Fine-tune Vision Models for Object and Bounding Box Detection
Florence 2 is a phenomenal multi-modal model from Microsoft.
It does everything:
- Captioning
- Bounding boxes
- Segmentation via polygons
And it's only 0.5 GB (base) or 1.5 GB (large) in size.
I provide a Colab notebook to run all these types of inference, but you can run the notebook on your CPU too.
And then I show how to prepare a dataset to fine-tune a model for bounding box detection.
Last of all, I walk through how to fine-tune Florence 2 using LoRA. And I get good results detecting specific chess pieces.
Cheers, Ronan
Trelis Assistant for Jupyter Lab
AI Summary: Fine-Tuning Florence 2 for Object Detection and Bounding Boxes
Trelis presents a comprehensive walkthrough of object detection and bounding box generation using Microsoft's Florence 2 model. The guide covers both inference and fine-tuning, with particular emphasis on creating custom datasets for specialized applications.
Understanding Florence 2's Architecture
Florence 2 stands out as a relatively small but powerful multimodal model, available in two versions: a large variant at 1.5GB and a base model at 500MB. The architecture employs separate encoders for image and text inputs, followed by a decoder that generates outputs autoregressively. Unlike some recent models like Pixtral or Llava, Florence 2 maintains distinct encoder-decoder architecture rather than using a decoder-only approach.
Key Technical Components
The model processes images by splitting them into patches and converting pixel information (RGB values plus position) into vectors through embeddings. These vectors are then transformed using a vision transformer that may incorporate both convolution and attention mechanisms. The normalized coordinate system (0-999) ensures consistent handling of different image sizes and aspect ratios.
Practical Implementation
The tutorial demonstrates three primary tasks:
Basic caption generation
Dense region caption generation (with bounding boxes)
Referring expression segmentation (polygon outlines)
Custom Dataset Creation
A significant portion of the tutorial focuses on dataset annotation using a custom tool developed for the Advanced Vision repository.
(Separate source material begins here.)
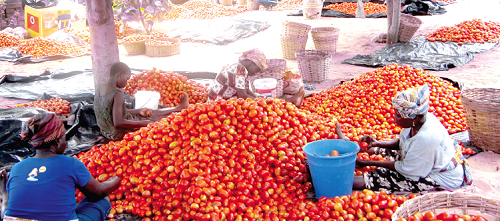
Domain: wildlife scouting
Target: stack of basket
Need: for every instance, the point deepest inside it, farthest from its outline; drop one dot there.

The tool allows efficient labeling of images with bounding boxes, demonstrated using a chess piece dataset. The annotation process generates normalized coordinates that can be used for fine-tuning.
Fine-Tuning Methodology
The fine-tuning process employs Low-Rank Adapters (LoRA) rather than updating all model parameters. This approach significantly reduces the number of trainable parameters (to about 4% of the total) while maintaining effectiveness. The tutorial recommends:
Using a rank of 32 for adapters
Setting LoRA alpha based on model size
Applying adapters to all linear layers
Training with a constant learning rate followed by an annealing phase
Implementation Details
The training process utilizes a custom data collator that handles both images and bounding box annotations. The tutorial demonstrates how to:
Process input prompts and images
Generate appropriate label formats
Handle normalized coordinate systems
Implement effective training loops
Results and Performance
With just 48 training samples, the fine-tuned model shows significant improvement in chess piece detection and classification. The tutorial demonstrates how the model progresses from generic object detection to specific piece identification with accurate bounding boxes.
Technical Considerations
The guide emphasizes several important technical aspects:
Batch size considerations for small datasets
Learning rate selection based on model size
Gradient checkpointing for VRAM optimization
Proper model merging and deployment
Practical Applications
This approach can be applied to various domains requiring object detection and localization, such as:
Sports analytics (player tracking)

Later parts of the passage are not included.